James seconding Lorraine Direct
We finished the trip with a little adventure on Diagonal. James led the first pitch easily enough, but I frightened myself somewhat on the second. It was only about 15 metres long, but other than a good cam right at the start, there was no gear and quite a lot of 5a until quite near the top. Nice climbing though. The third pitch has been billed as the main event, with a reputation for boldness, so I nearly had a heart attack when James fell off it. Somehow he managed to do it above the good runner placement, so crisis was averted. At least temporarily. After doing the hard moves easily enough the second time round he disappeared off above. I was expecting him to scramble up to below the final looming crack (which my tired arms weren't very excited about leading), but he seemed to take an age and I started to get rather chilly sitting on my belay perch in the middle of a sea of slabs. Eventually he re-appeared questing up some dirty looking cracks off to one side. Apparently he'd interpreted the instructions to belay below the headwall as "Carry on to the top and make sure you don't follow all of the polish and chalk". Later consultation with the guidebook revealed it to have been the finish to West Rib, which was in fact the original top pitch of Diagonal. So Oswald was clearly just channelling Arthur Birtwistle. Or being an idiot.

All told it was an awesome trip. I'm very psyched for some more climbing. And it's sunny. But I have an exam to revise for and then a conference in Norway, so it might be a while before I get out on rock again. Bah. Sometimes life can be so very unfair...

Wednesday, 16 May 2012

A Light Dose Of Mild Esoterica

It's been a long month since Easter. A month full of rain and no climbing of any sort whatsoever. Oh dear. On the plus side I have booked a trip to Lundy in September and appear to have persuaded Oswald of the merits of some kind of Carnmore/Old Man of Hoy type adventure in August. Anyway, I had last Friday off, but the forecast was hellawindy and showery, so the only logical choice of venue seemed to be Rivelin, in spite of there being precisely no routes there I wanted to climb. I'm still mostly holding a grudge about the Altar Crack fiasco last year.

We started off with James staunchly refusing to recognise the difference between a blunt rib and a slab, but once he'd overcome this he led the pleasant, if rather eliminate Don't Birch The Doc, although he lost man points for a lack of moral fortitude in using the arete near the top. Being the bastion of morality that I am I atoned for his sins with an ethically clean ascent. Then I led a pointless little arete and followed James up another pleasant slabby HVS.
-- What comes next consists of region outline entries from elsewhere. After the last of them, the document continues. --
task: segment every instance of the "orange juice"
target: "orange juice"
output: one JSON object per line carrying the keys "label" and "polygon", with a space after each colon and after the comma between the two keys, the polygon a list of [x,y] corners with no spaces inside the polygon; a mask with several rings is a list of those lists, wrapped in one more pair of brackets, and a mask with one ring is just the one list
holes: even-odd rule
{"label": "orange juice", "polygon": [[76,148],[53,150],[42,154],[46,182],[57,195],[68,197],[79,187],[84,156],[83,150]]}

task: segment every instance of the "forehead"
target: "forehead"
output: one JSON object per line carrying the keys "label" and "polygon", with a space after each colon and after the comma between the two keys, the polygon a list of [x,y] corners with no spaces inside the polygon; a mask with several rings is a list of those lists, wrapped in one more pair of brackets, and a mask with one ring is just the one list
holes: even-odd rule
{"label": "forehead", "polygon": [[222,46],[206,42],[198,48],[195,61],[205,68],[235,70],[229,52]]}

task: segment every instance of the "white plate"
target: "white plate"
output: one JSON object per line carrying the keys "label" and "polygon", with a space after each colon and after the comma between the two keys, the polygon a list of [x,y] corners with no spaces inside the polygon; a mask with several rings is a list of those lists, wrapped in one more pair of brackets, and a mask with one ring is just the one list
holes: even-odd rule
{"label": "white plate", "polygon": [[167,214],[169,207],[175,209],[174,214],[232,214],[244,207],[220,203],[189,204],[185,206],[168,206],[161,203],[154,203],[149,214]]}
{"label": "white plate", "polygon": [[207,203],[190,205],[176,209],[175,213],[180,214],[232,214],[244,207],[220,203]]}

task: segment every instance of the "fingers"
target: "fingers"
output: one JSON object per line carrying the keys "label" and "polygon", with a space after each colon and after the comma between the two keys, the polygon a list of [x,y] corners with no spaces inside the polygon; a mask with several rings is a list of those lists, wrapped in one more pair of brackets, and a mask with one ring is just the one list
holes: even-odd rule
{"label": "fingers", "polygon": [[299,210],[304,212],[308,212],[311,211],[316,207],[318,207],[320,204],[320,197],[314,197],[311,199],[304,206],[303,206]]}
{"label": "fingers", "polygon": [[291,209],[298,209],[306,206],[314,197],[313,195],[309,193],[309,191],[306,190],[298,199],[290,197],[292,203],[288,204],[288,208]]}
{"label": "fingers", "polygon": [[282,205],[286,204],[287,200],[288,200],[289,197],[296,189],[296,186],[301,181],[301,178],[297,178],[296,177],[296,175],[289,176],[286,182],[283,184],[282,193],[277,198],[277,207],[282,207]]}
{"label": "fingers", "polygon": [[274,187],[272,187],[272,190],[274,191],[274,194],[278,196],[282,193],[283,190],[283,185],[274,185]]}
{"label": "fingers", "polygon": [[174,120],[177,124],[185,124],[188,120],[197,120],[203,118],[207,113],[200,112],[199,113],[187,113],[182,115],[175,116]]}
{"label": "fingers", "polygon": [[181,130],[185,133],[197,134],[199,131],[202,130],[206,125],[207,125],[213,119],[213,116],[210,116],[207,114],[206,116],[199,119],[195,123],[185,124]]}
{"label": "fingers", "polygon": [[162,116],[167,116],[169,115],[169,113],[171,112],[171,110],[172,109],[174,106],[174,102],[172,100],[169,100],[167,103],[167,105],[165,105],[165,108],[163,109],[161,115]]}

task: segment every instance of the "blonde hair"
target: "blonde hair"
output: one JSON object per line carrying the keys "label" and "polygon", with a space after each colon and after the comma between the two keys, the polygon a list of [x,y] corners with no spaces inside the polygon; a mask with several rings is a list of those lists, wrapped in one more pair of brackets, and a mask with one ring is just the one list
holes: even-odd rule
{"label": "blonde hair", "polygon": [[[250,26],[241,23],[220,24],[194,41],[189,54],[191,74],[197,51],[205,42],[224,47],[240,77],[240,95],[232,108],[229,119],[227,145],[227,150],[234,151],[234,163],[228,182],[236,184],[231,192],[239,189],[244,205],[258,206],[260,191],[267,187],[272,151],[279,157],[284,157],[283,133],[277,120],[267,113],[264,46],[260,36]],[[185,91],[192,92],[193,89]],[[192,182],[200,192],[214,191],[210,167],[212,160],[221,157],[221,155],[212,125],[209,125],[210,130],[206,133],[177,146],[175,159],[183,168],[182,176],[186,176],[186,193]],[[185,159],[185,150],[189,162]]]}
After this we felt inspired for a little bit of adventure, so we headed leftwards into the mythical Rivelin Quarries. They turned out to be a bit less cack than I was expecting, with a fair number of quite impressive lines. Admittedly most of them were E6s, but they did look good. There was also the legendary Rhododendron Crack. It looked awesome, but sadly I'd left the big bro and secateurs at home, so it will have to wait for another day...
Behold the infinite majesty of Rhododendron Crack. Ooooh.
I consoled myself with the prospect of a new crag point, and led off up one of the few dry lower grade lines. Woozle Direct even had a star. It was ill deserved. Pushy, unprotected climbing followed by some hollow holds and then some wetness (I lied about it being dry). Luckily there was some proper gear halfway up. Unluckily there was some vegetable interest on the top out. Boo.
Is this the bit that gets the star?
It started to spit at this stage, but the youth was undeterred and got wrestling with the unprotected start of a nice, but bold looking E1. It turned out to be very nice, but really quite bold. Allegedly it used to be E2 and I can see why. A good lead from young James. I was all set to give the adjacent HVS a go when the heavens opened, so we skulked off back home. Not a bad little sojourn into the undergrowth. I will be back. With big cams. And some agent orange.